識別名・未踏峰コード・ザ・アンノウンの、アリス・クライブ、さん?」

「ここで自己紹介か? 冗談のような女だな。まあいい、どれ、名を聞いてやろう」


 戦いたくない。それ以前に、戦えない。何せ現在、ライセンスを紛失中なのだから。

 周囲に飛ぶ火炎や雷撃、拳や刀剣槍戟に恐怖しつつ、その上相手は未踏峰? 冗談にもならない。危機的状況なんてレベルじゃない、絶体絶命だ。


「あー、本当に悪いんだけど、また後で!」

「逃さん!」


 絶望的な逃避行はこうして始まった。なぜこうなったかなんて考えたくもないけど、それをしなければこの嘔吐寸前の緊張を紛らわせる方法がなかった。





 私たちが大神信奉を訪れてから、一週間ほど経ったある日、その代表である津同さんに呼び出された。事務所までの迎えをよこし、その大型バンにはこれでもかと魔法に対する障壁と物理的な外壁の厚さがあって、これだけでも急を要する事態になったことがわかる。

 案内され、彼から話を聞くに、浮き足立った傭兵が小競り合いを起こし、お互いに負傷者を出したらしい。

 社長は規定の金額に色をつけてもらおうと日々野さんと画策し、それを成すために矢面へ出た。


「うちとしてはもう少し準備したかったんだが、そうも言っていられなくなった。鉄火場が近い、用心だけはしておいてくれ」

「まさかここに寝泊りしろだなんて言わないでしょうね」

「ここじゃ気が休まらねえだろ。うちの物件なんかどうだ?」

「どこよ、それ」

「奴さんの弐町支部の目の前、その距離なんと二百メートル」

「冗談でしょ」


 ところが、冗談ではなかった。津同さんの目は真剣そのもので、社長はうんざりしたようにため息をついた。
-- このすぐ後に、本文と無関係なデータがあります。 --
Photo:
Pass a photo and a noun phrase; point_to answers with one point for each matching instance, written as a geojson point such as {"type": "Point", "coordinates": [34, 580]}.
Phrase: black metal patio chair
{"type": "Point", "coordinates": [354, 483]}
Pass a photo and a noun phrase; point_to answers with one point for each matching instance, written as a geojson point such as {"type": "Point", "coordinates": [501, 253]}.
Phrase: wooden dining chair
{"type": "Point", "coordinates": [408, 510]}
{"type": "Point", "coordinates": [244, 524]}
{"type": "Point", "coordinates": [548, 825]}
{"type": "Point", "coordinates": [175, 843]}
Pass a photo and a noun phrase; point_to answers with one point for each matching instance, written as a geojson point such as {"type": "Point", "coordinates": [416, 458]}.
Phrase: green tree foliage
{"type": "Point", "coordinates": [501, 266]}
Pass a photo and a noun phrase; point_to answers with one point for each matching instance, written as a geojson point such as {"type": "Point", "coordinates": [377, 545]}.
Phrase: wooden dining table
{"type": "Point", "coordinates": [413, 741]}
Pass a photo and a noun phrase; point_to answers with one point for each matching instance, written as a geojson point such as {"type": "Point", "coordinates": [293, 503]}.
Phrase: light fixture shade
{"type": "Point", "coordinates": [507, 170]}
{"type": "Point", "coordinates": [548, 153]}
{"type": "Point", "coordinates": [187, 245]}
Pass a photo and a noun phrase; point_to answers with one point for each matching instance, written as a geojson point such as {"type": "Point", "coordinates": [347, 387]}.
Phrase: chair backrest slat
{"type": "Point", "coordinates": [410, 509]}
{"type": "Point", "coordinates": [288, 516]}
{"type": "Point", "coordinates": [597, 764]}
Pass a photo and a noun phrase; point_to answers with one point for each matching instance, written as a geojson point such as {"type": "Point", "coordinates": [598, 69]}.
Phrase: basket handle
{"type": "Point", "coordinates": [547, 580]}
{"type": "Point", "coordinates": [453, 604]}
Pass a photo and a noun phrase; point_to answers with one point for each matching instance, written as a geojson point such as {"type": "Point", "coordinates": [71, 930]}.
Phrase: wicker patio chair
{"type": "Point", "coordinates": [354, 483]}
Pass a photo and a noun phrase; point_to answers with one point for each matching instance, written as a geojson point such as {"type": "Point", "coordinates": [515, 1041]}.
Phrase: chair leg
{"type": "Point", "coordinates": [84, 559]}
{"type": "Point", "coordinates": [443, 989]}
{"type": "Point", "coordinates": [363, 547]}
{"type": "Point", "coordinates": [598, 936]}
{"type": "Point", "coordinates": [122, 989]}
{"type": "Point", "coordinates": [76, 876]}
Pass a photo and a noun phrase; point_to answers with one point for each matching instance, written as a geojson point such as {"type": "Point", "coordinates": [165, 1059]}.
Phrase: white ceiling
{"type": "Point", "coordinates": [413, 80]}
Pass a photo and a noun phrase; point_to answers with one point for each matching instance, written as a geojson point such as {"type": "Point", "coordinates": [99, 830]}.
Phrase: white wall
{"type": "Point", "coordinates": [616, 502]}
「近いうちに花火が上がる、どでかい真っ赤なやつがな。そうなったとき、お前らには最前線にいてもらわなきゃ困るんだ。なぜって、ただ働きじゃねえからよ。他の連中の倍以上払ってんだし、見張りと警戒、情報伝達、それと戦闘、全部こなしてもらうぜ」

「青ちゃん、あんたががめついからよ」

「あらあら、随分なことを言うのね。ここでおっぱじめましょうか?」


 仲裁に入ったのは津同さんで、喧嘩するなよと頭をかいた。この緊張感のかけらもない二人には私も呆れるしかない。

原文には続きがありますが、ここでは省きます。